En cuanto a Albert Cossery, el escritor egipcio en lengua francesa, la iguana del hotel de la Louisiane, en la parisiense calle de Seine, en Saint-Germain-des-Prés, no puede decirse que sea un bartleby tan radical como los ermitaños de las Batuecas, sobre todo en lo que se refiere a cilicios y disciplinas (Cossery ha sido y, a sus ochenta y tantos años, sigue siendo un gran mujeriego, como sus amigos Camus, Vailland y Giacometti), pero comparte con los ermitaños su afición por los alcornoques, en su caso una modesta habitación en el hotel de la Louisiane, la misma habitación desde... ¡1951! Cossery se levanta tarde, a eso de las once, se prepara un cafetito, se lava, se viste, sin prisas, da un vistazo al correo -al que nunca responde- y a las 14.30 horas, tant si plou com si fa sol, sale del hotel, se da un garbeo por el barrio y termina sentándose en una mesa del Café de Flore. Y así, día tras día, desde hace 49 años.

Cossery piensa en árabe y escribe en francés; sus novelas transcurren en Egipto, principalmente en la ciudad de El Cairo -Al Kahira, la Victoriosa-, donde nació en 1913, y sus personajes son egipcios, marginales, vagabundos, orgullosos, con un gran sentido del humor. Albert Cossery, como buen bartleby, escribe un libro cada 10 años (el último, el que llevo en la maleta, ha tardado 15 años en escribirlo). Dice no tener prisa, "puisque j'écris toujours le même livre" (porque escribo siempre el mismo libro). "Je n'écris", dice, "que... lorsque j'ai quelque chose d'original à dire, et si je ne trouve pas, je n'écris pas. Si c'est pour ne rien dire... D'abord ce serait de la fatique inutile, donc j'ai tout le temps!" (no escribo a no ser que tenga alguna cosa original que decir, y si no la encuentro no lo hago. Si es para no decir nada... Primero sería un esfuerzo inútil, pues tengo tiempo).

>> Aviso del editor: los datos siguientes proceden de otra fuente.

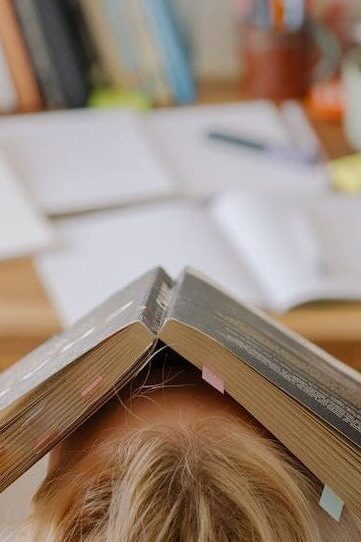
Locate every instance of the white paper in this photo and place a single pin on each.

El secreto de Cossery, novelista sumamente perezoso, traducido a un montón de lenguas -su primera novela, Les hommes oubliés de Dieu, fue editada en Estados Unidos, en 1940, por Henry Miller, que era un fanático del egipcio-, con una legión de lectores, preferentemente jóvenes, es la falta de ambición: "Je n'ai jamais désiré una belle voiture, je n'ai jamais désiré autre chose que d'être moi-même. Je peux marcher dans la rue avec les mains dans les poches, et je me sens un prince" (nunca he deseado tener un bello coche o cualquier otra cosa que no que no ser yo mismo. Puedo salir a la calle con las manos en los bolsillos y me siento un príncipe), confiesa el escritor. En una de sus novelas, La violence et la dérision, le pillé unas lineas que bien podría suscribirlas mi amigo Juan Marsé, el cual estos días, ante la inminente aparición de su nueva novela, se prodiga en entrevistas en los periódicos, suculentas entrevistas: "Devenir ministre? Peux-tu imaginer une ambition plus sordide? Ah! je t'en prie, ne parle pas de ces gens-la!" (¿llegar a ser ministro? ¿Puedes imaginar una ambición más sórdida? ¡Ah! te lo ruego, no hables de esa gente).

Albert Cossery, uno de los dos escritores franceses con los que me agradaría merendar -el otro es Gracq-, no figura entre los bartlebys de Enrique Vila-Matas. Confío en que lo incluya en la próxima edición de su divertidísimo libro, a ser posible en la inglesa. Se lo merece. Y más ahora que Cossery dice que no va a publicar más, que ha roto el lápiz -escribe con lápiz-, y que, después de una operación, apenas habla.